アイドル志望とは言え、ダンスは全く踊れない。 でも一応元陸上部で体力はそれなりにあると思うし、運動神経もいい方。
それに僕にはこの唯一無二の声がある。 約6年間かけて培ってきた高音は、何よりも強い僕の武器だ。
両親が元有名アイドルの紫乃宮こたくん。 ルックス最強で顔も良くて、性格もかなり優しいって女子の中では噂。 れるくんとは少し違うハスキーボイスで、何度も言うけど何より顔がいい。
両親のインタビュー雑誌とかを見ている感じ、人見知りらしいけどうまくやれているっぽい。 って言っても、僕まだ喋ったこともないんだけどね。
間違いなくアイドル部に入部するだろうし、オーディションも余裕で受かるだろうなって予想。
この高校、他にも元アイドルの子とか、現役アイドルの子がかなり多くてアイドル部にはいるだけでも難易度はすごいハード。 でもだからこそ、入部した後はあの有名アイドルグループ「いれいす」から直々に指導してもらえるらしい。
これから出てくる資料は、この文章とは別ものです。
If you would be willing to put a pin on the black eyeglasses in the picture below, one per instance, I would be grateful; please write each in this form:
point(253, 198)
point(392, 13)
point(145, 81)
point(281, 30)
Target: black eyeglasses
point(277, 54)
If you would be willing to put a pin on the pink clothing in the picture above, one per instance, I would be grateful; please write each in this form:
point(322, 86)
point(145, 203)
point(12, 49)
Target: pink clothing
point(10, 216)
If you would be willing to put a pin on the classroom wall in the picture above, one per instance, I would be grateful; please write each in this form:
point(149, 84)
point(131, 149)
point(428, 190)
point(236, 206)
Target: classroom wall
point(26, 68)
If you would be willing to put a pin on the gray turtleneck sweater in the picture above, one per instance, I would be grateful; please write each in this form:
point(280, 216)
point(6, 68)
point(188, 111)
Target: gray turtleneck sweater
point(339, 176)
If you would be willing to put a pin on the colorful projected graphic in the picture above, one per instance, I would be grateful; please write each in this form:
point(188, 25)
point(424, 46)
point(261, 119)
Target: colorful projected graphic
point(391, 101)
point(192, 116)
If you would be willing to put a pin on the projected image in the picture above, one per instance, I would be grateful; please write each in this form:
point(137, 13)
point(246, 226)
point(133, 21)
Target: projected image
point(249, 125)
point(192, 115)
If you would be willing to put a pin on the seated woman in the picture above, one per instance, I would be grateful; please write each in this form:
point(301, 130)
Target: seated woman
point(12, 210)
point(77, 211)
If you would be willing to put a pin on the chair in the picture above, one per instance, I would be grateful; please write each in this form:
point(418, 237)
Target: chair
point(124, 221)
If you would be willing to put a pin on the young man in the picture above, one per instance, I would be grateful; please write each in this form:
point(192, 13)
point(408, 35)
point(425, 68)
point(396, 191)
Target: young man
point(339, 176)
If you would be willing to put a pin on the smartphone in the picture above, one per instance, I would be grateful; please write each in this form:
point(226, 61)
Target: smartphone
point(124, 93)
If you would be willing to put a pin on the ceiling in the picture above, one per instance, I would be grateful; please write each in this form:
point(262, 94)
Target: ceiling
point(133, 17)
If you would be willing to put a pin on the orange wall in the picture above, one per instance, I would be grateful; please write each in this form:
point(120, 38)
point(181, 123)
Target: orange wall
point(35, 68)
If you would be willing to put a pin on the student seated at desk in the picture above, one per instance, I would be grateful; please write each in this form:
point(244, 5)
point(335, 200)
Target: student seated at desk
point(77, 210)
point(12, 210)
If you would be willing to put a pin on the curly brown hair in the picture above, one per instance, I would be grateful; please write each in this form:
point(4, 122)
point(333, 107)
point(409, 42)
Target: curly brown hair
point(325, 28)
てか、もうそろそろ時間やばいし僕は見学行こうかな。 確か体育館集合だったよね。
第一印象大事だよねぇ…緊張する…。 平常心平常心。
真剣な顔で名前を呼ばれる。
オーディションは、確か3日後あたり。 合格順位を元にランクが割り振られて、A〜Dまである。
もちろん上はAランクで、ランクが上の人ほどアイドルデビューに1番近い存在と言っても過言ではない。 上のランクいきたいのはもちろんだけど、とりあえず今は合格を目標に頑張ろう!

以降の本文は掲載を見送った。